White hinted that his team was tired and flat due to their heavy traveling schedule and could not make use of the altitude to get on the front foot.
"I’d like to believe it’s due to the traveling. Coming back from Bristol, getting here on Monday, having flown via Dubai. It’s quite bizarre, because we fly London, Dubai, Dubai, Joburg," he explained.
"The team we play against flies from Paris to Joburg. So it’s quite weird you know. We end up playing against the same team. But we’ll get there. I don’t want to sound like I am moaning and whinging.
"We are very lucky, our owners pay for business class for our players so we are even better off than the other teams. But there is no doubt that if we can go via London, straight from London to Bristol, London and straight onto Joburg, we would’ve got here earlier Monday morning.
"By the time we got to Loftus on Monday, it was after two in the afternoon. Considering you play Saturday night and you only get home on Monday after lunch, it’s a long haul," he said.
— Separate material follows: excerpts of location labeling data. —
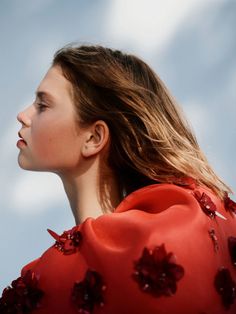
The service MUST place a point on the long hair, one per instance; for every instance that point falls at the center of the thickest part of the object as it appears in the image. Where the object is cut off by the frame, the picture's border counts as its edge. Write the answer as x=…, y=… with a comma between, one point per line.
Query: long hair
x=150, y=138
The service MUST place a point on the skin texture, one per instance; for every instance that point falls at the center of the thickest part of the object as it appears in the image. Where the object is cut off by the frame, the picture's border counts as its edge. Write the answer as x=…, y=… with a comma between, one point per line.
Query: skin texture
x=49, y=128
x=56, y=143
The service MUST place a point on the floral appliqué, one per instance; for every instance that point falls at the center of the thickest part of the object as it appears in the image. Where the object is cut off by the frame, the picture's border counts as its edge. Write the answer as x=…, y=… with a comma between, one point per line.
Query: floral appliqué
x=69, y=242
x=157, y=272
x=89, y=293
x=188, y=182
x=229, y=204
x=208, y=207
x=214, y=239
x=23, y=296
x=226, y=287
x=232, y=249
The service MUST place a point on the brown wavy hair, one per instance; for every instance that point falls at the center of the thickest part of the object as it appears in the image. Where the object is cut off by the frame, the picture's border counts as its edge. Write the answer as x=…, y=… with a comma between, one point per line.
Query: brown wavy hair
x=150, y=138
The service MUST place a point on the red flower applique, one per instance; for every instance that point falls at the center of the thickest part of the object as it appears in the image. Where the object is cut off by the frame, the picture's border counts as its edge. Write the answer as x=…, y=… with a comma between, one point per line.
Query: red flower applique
x=229, y=204
x=208, y=207
x=157, y=273
x=214, y=239
x=23, y=296
x=88, y=293
x=226, y=287
x=185, y=182
x=232, y=249
x=68, y=242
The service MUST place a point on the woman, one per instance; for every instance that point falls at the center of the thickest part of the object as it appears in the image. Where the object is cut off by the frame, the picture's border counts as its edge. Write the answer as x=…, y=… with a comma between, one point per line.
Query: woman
x=106, y=124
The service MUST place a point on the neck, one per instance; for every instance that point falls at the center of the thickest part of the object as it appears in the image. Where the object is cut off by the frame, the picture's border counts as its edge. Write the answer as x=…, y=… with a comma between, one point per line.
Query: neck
x=91, y=192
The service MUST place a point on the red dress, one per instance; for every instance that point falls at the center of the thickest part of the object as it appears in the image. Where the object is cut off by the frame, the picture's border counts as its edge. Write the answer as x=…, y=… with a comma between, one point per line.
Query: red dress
x=167, y=249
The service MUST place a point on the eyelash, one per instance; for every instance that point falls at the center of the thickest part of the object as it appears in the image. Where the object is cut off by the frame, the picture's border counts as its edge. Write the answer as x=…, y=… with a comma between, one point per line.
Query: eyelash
x=41, y=106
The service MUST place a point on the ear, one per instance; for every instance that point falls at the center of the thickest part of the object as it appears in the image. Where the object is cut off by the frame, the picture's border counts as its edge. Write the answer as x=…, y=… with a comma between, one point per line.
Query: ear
x=96, y=138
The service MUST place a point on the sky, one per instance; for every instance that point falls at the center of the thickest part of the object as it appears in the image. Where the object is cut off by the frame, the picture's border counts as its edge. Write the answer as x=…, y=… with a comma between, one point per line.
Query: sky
x=189, y=43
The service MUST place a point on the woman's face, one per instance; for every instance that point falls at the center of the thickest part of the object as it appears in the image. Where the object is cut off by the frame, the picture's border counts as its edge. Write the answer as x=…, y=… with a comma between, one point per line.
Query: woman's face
x=50, y=133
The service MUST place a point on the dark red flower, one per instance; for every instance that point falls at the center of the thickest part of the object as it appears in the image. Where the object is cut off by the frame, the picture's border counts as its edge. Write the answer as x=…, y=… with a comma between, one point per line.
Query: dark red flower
x=229, y=204
x=232, y=249
x=188, y=182
x=23, y=296
x=214, y=239
x=208, y=207
x=157, y=273
x=225, y=286
x=68, y=242
x=88, y=293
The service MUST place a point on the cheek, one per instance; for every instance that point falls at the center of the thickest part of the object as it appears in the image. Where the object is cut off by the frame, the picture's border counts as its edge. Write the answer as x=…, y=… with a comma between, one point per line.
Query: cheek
x=56, y=145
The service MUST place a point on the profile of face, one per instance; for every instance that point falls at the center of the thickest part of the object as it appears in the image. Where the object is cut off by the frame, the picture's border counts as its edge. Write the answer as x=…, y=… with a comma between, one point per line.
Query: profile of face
x=51, y=138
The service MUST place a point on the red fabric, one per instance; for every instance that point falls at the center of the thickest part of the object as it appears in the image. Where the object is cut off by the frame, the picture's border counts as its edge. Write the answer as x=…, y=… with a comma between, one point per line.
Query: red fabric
x=155, y=215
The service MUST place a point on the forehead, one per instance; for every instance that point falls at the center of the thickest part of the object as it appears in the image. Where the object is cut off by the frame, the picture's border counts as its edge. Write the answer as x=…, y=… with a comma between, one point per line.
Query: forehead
x=54, y=81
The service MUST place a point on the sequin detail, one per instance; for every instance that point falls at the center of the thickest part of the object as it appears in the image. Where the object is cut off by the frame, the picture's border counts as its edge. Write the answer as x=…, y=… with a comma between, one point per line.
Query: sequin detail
x=225, y=286
x=229, y=204
x=232, y=249
x=157, y=272
x=88, y=294
x=214, y=239
x=69, y=242
x=187, y=182
x=208, y=207
x=23, y=296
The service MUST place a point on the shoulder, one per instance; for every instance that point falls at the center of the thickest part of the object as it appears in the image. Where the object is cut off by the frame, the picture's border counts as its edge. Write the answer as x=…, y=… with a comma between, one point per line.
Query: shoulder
x=158, y=197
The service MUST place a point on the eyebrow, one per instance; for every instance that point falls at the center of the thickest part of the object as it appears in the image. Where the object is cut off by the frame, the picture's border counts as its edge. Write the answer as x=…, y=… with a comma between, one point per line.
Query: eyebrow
x=44, y=95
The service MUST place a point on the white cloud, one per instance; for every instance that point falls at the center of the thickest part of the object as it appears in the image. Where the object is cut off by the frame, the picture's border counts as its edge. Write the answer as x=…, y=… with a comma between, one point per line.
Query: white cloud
x=34, y=193
x=197, y=115
x=148, y=23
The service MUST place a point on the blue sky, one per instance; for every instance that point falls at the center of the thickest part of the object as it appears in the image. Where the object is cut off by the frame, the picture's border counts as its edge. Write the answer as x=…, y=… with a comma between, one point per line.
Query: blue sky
x=189, y=43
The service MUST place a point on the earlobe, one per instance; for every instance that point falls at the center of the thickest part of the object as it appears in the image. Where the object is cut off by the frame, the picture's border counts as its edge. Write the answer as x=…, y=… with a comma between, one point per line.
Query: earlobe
x=96, y=139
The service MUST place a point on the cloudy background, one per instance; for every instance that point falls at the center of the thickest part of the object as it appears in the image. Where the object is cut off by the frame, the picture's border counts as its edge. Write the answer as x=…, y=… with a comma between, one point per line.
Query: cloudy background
x=190, y=43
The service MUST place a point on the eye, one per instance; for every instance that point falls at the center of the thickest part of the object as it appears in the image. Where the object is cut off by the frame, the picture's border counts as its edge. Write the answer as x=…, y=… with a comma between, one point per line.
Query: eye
x=41, y=106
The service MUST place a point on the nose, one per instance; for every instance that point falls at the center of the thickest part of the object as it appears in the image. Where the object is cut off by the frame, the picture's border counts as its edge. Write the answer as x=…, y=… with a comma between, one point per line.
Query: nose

"It’s been a bit of a slog, back and forth. We really looked flat today. I don’t know why but we looked flat. We didn’t get to the breakdowns, we turned the ball over a few times. We just looked like we were dead on our feet.
"I know they were too, but you talk about altitude and speed and pace and tempo of the game, we looked as though sometimes we were one or two yards behind the ball as well."
He remained positive about the outcome, having beaten a side that has not conceded 46 points in a long time.
"We will take the win and the energy it brings and hopefully, if things go according to plan, we finish second to get a home top 16. That’s not a bad place to be as a young group of players.
"It is disappointing, of course, you want to make sure that you stay in the fight, but we still managed to win with that group of players at the end.
"Cause we could quite easily have thrown it away… Some would say to me maybe I should’ve kept the team on for longer, I changed the front row after 50 minutes, I put all the guys that were on the bench on.
"The reason is I want them to experience that pressure.
"You can’t teach that to someone at training. So I am very happy that they found a way to manage the last five or six minutes and get a win.
"I’m trying hard to digest what actually happened there. At halftime, we probably thought we could get a 36 points difference, which meant that we would’ve come first,” White said.
"I thought we probably got seduced a little bit by the style - we probably started thinking like it’s a sevens game. That probably helps them because you could see that they are a good team.
"But I can’t be cross with them. Four of the forwards who played today are 21 and under: JF van Heerden is 19, Cameron 21, Jan-Hendrik 22, Reinhardt Ludwig 21.
"Now if you consider that this is the next step to Test-match rugby, then the only way you are going to learn is through these tests. One of the things that I will debrief when I sit with them is that we’ve got to be a little more streetwise - and that only comes with time.
"You don’t score 46 points against Bordeaux... If you go and look at how many times they have conceded 46 points, it’s not often. They have been dominating in France, even away from home.
"So, I’m happy, and there will be lessons that we will learn. But it’s always nice to learn lessons when you’ve won. It would have been a different speech if we had thrown that away."